In July 2001, Tickets.com ceased deep linking to Ticketmaster, instead focusing on its own ticket offerings. In their 2012 book Ticket Masters: The Rise of the Concert Industry and How the Public Got Scalped, Dean Budnick and Josh Baron reported that "the court refused to grant a preliminary injunction on the copyright issue, and although the lawsuit lingered for a few years, Ticketmaster never received a definitive judicial pronouncement in its favor".

In a one-paragraph unpublished opinion, the United States Court of Appeals for the Ninth Circuit upheld Hupp's decision.

==Commentary==
Approving of the ruling, Tickets.com's lawyer Danniel Harris said, "It is significant, not so much for the dismissals, but in the time and care put into the underlying issues". Author-attorney Jacqueline Klosek wrote that the Ticketmaster case provided strong evidence for how websites should avoid placing a link to their terms and conditions page at the bottom of the homepage if they wanted the terms and conditions to pass legal muster. She recommended that websites use a clickwrap agreement and if that proved problematic, websites ought to place a link to the terms and conditions page at a prominent location. The Registers Thomas C. Greene speculated that the lawsuit was filed because there was no law mandating that consumers must view their advertisements. He said that "perhaps an Act of Congress is in order to rectify this glaring omission in the American legal system".

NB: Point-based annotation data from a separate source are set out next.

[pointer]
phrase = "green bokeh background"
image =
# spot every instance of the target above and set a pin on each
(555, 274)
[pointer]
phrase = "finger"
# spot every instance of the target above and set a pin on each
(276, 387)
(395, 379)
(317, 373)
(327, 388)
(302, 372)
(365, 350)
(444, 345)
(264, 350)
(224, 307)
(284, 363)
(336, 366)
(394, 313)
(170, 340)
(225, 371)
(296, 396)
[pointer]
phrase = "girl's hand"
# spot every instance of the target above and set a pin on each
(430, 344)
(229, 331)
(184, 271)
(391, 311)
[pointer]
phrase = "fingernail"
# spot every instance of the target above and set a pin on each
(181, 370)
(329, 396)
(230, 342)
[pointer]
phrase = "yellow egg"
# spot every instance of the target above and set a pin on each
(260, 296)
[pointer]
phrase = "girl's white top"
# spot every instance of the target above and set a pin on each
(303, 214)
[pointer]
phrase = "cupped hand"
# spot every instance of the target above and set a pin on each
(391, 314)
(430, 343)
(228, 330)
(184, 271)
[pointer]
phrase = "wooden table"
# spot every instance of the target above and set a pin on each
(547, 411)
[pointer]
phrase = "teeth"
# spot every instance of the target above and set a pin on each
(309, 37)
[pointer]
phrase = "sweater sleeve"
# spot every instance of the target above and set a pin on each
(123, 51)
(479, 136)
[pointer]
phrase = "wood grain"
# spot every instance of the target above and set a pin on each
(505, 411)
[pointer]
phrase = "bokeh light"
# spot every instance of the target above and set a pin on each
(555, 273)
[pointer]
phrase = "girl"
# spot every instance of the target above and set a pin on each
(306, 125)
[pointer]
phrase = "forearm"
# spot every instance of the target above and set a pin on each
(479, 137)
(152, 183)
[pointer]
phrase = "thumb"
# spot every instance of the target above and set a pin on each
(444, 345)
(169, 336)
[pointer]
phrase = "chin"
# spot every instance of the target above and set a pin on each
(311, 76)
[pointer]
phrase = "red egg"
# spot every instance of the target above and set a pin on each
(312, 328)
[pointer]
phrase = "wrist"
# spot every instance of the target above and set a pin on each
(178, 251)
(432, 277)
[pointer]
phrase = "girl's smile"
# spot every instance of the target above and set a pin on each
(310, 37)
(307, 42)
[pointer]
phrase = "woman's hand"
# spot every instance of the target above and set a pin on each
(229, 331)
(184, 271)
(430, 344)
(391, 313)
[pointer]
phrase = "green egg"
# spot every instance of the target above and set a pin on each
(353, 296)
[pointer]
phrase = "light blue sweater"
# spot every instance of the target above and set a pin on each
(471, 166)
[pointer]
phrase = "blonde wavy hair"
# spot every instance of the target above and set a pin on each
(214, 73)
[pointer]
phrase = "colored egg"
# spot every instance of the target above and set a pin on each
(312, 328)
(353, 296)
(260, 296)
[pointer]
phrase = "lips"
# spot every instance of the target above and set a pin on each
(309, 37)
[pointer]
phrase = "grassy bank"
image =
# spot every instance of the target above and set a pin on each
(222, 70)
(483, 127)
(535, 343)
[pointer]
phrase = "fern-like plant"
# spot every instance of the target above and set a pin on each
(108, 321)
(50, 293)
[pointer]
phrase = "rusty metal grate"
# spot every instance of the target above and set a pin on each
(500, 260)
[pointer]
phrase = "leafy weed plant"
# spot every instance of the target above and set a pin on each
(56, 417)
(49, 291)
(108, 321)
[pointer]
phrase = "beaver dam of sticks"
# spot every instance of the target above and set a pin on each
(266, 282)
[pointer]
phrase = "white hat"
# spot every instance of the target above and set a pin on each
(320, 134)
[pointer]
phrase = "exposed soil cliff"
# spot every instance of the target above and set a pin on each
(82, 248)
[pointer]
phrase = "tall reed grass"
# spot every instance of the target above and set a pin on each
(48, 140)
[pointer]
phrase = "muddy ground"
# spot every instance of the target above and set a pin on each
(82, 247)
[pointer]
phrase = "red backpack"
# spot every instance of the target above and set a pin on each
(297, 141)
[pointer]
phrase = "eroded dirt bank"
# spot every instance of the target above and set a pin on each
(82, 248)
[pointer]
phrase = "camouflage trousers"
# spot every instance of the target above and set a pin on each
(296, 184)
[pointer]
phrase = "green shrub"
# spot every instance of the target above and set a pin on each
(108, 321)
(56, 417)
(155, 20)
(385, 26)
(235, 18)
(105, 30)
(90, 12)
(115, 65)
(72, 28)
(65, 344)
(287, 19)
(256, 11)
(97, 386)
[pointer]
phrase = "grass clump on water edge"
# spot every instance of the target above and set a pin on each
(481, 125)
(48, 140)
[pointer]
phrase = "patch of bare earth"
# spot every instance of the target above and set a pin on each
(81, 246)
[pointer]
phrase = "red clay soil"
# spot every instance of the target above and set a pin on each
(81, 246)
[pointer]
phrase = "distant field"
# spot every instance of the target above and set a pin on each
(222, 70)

After the March 2000 ruling, Journalism.co.uk's Caroline White called the ruling a "seminal case over deep linking". The Registers Drew Cullen said it was a "definitive case...establishing the legality of deep linking in the US". Lawyer Margaret Smith Kubiszyn disputed the media's general conclusion that the deep linking debate was settled: Although the news reports on the Ticketmaster v. Tickets.com case have enthusiastically proclaimed that the controversy is over, that deep linking is okay, Judge Hupp's ruling hardly lays forth a road map telling us when we can, and, more importantly, when we cannot, deep link. Clearly, Judge Hupp leaves open the possibility for a claim of copyright infringement and unfair competition in cases where the user could be confused as to the source of content or be oblivious to the fact that he had been linked into the interior of another site. The New York Timess Carl S. Kaplan agreed with Kubiszyn, quoting Jessica R. Friedman, who said that "the law on linking is still in a gray area".